The Karan Thapar group-backed company is now looking for acquisitions and joint ventures to expand into sectors including defence, aerospace, auto components and energy solutions.

The broader mix of businesses gives multiple growth engines.

“We believe this portfolio can grow organically between 16% and 18% (in revenue) over the next few years,” Satpute told Mint.

Greaves Cotton reported consolidated revenue of 3,437 crore in FY26, up 18% from the previous year. Ebitda rose 76% to 240 crore, while consolidated profit attributable to the owners of the company nearly doubled to 107 crore.



Beyond engines

Greaves has reorganized its core operations under its Greaves. Next strategy into three business verticals—mobility solutions, energy solutions and industrial solutions—marking a shift away from its earlier structure, which broadly split the business into automotive and non-automotive operations.

“Earlier we had a business split of just auto versus non-auto, with auto at 80%,” said Satpute, who took the top job in April last year.

Besides its core engineering businesses, Greaves also owns Greaves Finance, an electric vehicle financing subsidiary, and Greaves Electric Mobility, the maker of electric two- and three-wheelers, which is preparing for a public market listing.

Mobility solutions, now the company’s largest business, contributes about two-thirds of revenue.

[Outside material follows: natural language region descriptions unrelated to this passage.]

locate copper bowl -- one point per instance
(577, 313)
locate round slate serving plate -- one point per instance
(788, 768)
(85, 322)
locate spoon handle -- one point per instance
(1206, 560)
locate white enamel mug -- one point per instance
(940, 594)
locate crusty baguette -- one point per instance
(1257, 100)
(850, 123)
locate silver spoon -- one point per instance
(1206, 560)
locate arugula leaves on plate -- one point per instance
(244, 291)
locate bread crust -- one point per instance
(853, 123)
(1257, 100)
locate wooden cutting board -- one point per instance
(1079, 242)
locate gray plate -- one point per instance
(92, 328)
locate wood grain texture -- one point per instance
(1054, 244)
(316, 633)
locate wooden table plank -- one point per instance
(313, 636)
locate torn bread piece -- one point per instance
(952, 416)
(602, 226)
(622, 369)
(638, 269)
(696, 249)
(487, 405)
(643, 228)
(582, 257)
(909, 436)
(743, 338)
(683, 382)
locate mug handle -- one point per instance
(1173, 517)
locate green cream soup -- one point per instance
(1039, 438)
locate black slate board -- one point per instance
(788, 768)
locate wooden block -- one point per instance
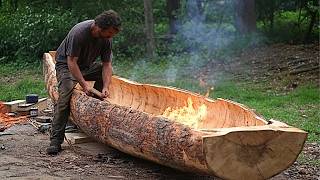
(13, 105)
(78, 138)
(43, 119)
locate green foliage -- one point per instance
(28, 33)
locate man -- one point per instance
(75, 59)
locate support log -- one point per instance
(232, 142)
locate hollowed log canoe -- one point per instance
(231, 142)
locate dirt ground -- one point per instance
(22, 147)
(22, 156)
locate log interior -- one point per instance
(155, 100)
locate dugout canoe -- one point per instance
(228, 140)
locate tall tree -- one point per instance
(313, 11)
(245, 17)
(149, 29)
(172, 9)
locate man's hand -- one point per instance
(105, 92)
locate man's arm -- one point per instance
(106, 77)
(76, 73)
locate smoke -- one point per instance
(201, 37)
(200, 34)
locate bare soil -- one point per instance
(284, 67)
(22, 156)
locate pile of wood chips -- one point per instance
(7, 121)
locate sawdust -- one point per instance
(7, 121)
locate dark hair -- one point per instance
(108, 19)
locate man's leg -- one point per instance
(62, 111)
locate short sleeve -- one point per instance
(74, 44)
(106, 53)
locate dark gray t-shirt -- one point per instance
(80, 43)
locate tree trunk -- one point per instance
(313, 19)
(149, 29)
(245, 17)
(172, 10)
(230, 136)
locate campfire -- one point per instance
(7, 121)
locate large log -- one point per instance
(230, 141)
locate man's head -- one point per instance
(106, 24)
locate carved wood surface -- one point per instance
(231, 142)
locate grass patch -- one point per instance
(298, 108)
(18, 80)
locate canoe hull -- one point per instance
(246, 152)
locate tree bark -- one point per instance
(245, 17)
(172, 10)
(313, 19)
(149, 28)
(131, 121)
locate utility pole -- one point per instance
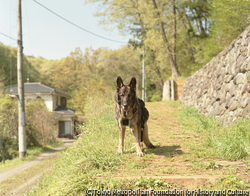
(143, 76)
(21, 110)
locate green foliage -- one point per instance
(35, 113)
(92, 156)
(231, 143)
(8, 124)
(152, 183)
(8, 66)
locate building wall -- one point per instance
(47, 98)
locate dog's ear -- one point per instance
(119, 83)
(132, 83)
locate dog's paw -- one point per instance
(120, 150)
(140, 154)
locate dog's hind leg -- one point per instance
(121, 138)
(145, 137)
(138, 141)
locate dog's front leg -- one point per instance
(121, 139)
(138, 141)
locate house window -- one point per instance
(38, 98)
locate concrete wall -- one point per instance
(222, 87)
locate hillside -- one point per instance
(185, 157)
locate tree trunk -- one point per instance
(2, 151)
(172, 60)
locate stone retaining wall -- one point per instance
(222, 87)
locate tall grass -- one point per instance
(231, 142)
(91, 158)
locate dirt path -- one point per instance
(173, 160)
(23, 177)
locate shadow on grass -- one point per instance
(167, 151)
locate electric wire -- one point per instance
(76, 24)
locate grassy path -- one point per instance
(183, 159)
(176, 159)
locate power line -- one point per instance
(76, 25)
(8, 36)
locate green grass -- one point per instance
(230, 143)
(92, 162)
(31, 152)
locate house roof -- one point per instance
(60, 111)
(36, 87)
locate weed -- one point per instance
(151, 183)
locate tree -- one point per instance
(127, 15)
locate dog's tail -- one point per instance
(145, 137)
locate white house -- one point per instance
(55, 101)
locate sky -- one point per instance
(47, 35)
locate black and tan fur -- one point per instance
(131, 111)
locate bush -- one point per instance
(35, 112)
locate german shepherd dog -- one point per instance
(131, 111)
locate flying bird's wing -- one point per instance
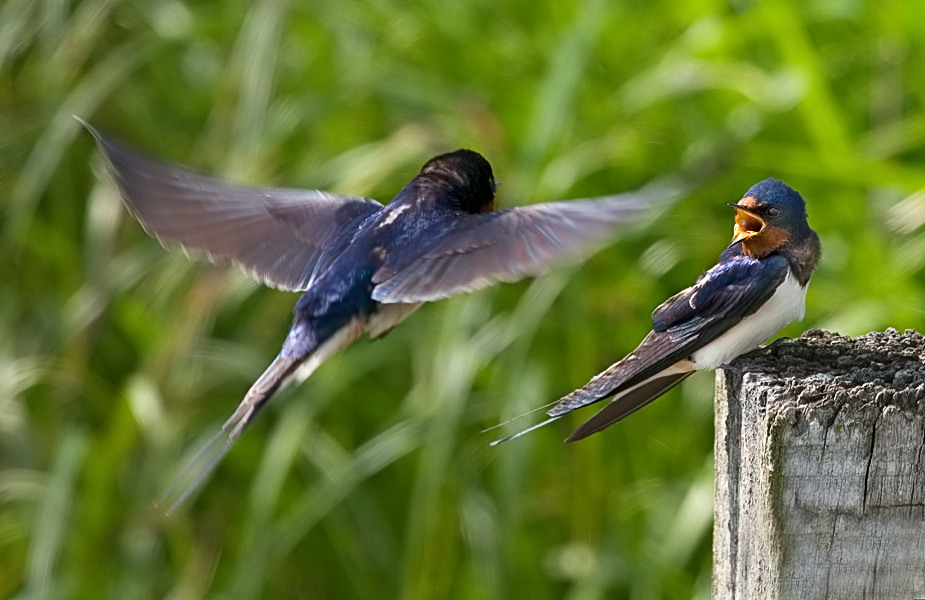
(276, 235)
(474, 251)
(681, 325)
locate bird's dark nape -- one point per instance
(469, 175)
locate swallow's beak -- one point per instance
(747, 224)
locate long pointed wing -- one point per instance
(474, 251)
(276, 235)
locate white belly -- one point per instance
(787, 303)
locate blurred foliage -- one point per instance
(374, 479)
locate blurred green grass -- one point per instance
(373, 479)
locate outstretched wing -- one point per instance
(276, 235)
(474, 251)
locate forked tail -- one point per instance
(205, 461)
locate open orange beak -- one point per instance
(748, 223)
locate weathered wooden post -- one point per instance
(820, 470)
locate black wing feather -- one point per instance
(474, 251)
(684, 323)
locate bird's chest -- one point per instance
(787, 303)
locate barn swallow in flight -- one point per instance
(757, 287)
(362, 267)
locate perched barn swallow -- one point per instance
(363, 267)
(757, 287)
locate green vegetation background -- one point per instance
(374, 479)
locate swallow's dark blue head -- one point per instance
(769, 216)
(468, 178)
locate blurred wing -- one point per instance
(474, 251)
(275, 235)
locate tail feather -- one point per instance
(628, 402)
(273, 379)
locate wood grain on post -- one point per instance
(820, 470)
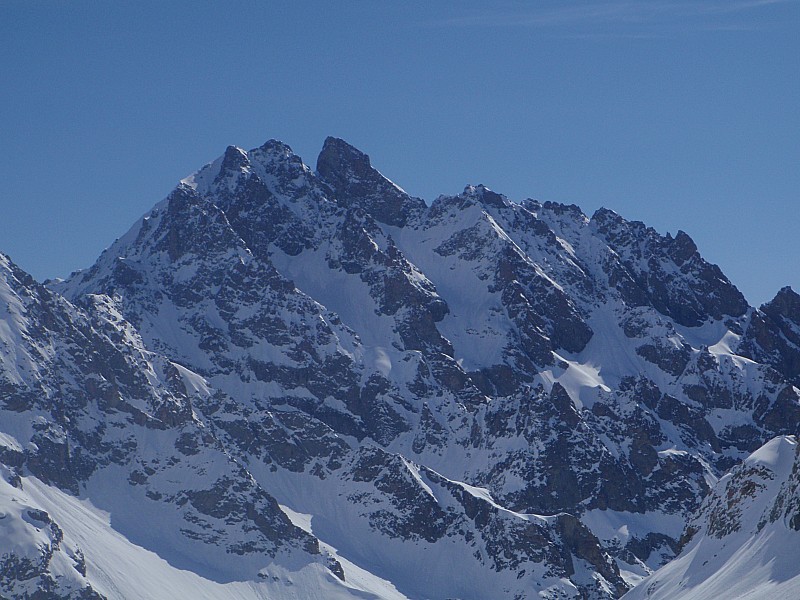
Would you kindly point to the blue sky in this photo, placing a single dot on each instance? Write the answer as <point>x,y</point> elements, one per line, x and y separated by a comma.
<point>684,115</point>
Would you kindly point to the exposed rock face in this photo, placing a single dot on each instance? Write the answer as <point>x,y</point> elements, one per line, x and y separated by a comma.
<point>502,386</point>
<point>742,541</point>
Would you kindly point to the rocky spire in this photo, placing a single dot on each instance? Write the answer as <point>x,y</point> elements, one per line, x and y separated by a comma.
<point>354,182</point>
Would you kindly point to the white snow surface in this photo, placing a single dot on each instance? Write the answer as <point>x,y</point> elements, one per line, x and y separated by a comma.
<point>759,561</point>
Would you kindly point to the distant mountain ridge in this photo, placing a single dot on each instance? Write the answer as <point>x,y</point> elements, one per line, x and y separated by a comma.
<point>311,384</point>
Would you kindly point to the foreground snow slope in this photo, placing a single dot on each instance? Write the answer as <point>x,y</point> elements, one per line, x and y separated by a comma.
<point>745,538</point>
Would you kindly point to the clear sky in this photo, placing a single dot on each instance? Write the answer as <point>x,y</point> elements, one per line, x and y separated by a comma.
<point>682,114</point>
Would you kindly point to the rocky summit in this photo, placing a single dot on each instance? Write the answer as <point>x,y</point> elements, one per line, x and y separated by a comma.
<point>294,383</point>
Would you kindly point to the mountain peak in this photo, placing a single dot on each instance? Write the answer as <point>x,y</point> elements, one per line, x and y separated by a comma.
<point>339,159</point>
<point>485,196</point>
<point>353,181</point>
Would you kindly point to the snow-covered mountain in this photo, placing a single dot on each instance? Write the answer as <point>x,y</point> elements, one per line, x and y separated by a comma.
<point>292,383</point>
<point>744,539</point>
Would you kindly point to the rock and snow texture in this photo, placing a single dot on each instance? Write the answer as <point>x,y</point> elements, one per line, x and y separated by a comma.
<point>309,382</point>
<point>745,538</point>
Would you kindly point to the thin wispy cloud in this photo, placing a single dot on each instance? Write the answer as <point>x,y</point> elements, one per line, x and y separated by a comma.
<point>733,15</point>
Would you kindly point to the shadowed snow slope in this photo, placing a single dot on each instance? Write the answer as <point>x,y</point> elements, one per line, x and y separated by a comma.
<point>745,536</point>
<point>286,383</point>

Alongside its legacy diesel three-wheeler engine business, the segment includes compressed natural gas () engines and motors for three-wheelers, mechanical cables made through Excel Controlinkage, acquired in 2023, and diesel engine exports to French company Ligier, which manufactures small cars.

Energy solutions, which contributes about a quarter of revenue, is also evolving beyond diesel generator sets. The company aims to provide consulting services for large industrial projects before eventually designing hybrid power systems for industrial applications.

“We are not just a genset producer anymore—we have committed to becoming a full energy solutions provider. Look at Cummins’ share price, look at Kirloskar’s—that is the space we are competing in,” Satpute said.

Industrial solutions, the smallest of the three businesses at roughly a tenth of revenue, focuses on engines for agricultural, marine and industrial applications.

Lessons from disruption

The strategy is also intended to make Greaves less vulnerable to industry downturns and regulatory shocks.

That vulnerability became evident in 2020, when India skipped Bharat Stage V emission norms and moved directly to Bharat Stage VI standards. Demand for three-wheelers fell sharply as higher costs hit the market, while a significant portion of demand shifted to electric powertrains, hurting Greaves’ core business.

With a broader portfolio across products, services and industries, Satpute said the company expects to be better positioned to withstand future regulatory changes and demand cycles.

“GCL has a significant presence in non-automotive sectors (such) as agriculture, construction, marine industries, gardening, micro-irrigation, railways and defence,” analysts at Share India noted on Friday. “We believe non-automotive segments would continue to remain strong and will reduce seasonality impact for the company in the medium-term.”

EV drag remains

While Greaves’ core businesses have stabilized, its IPO-bound electric mobility business continues to weigh on profitability.

The Ampere brand, once among India’s leading electric scooter makers, has slipped to the sixth position in the market.

“Although GCL’s Ebitda margins improved to ~7% in FY26, it continues to be much lower than the historical 14-15% as the continued losses in the e-mobility business have dragged down the overall profitability of the company,” Share India analysts noted. “Margins improvement was largely driven by enhanced performance in the Ampere business where Ebitda margins expanded from -30% in FY25 to -20% in FY26.”

Greaves Cotton shares closed 2.14% lower on the BSE on Friday at 226.25 apiece, giving the company a market capitalization of 5,270 crore. The stock has gained about 17% since the beginning of 2026.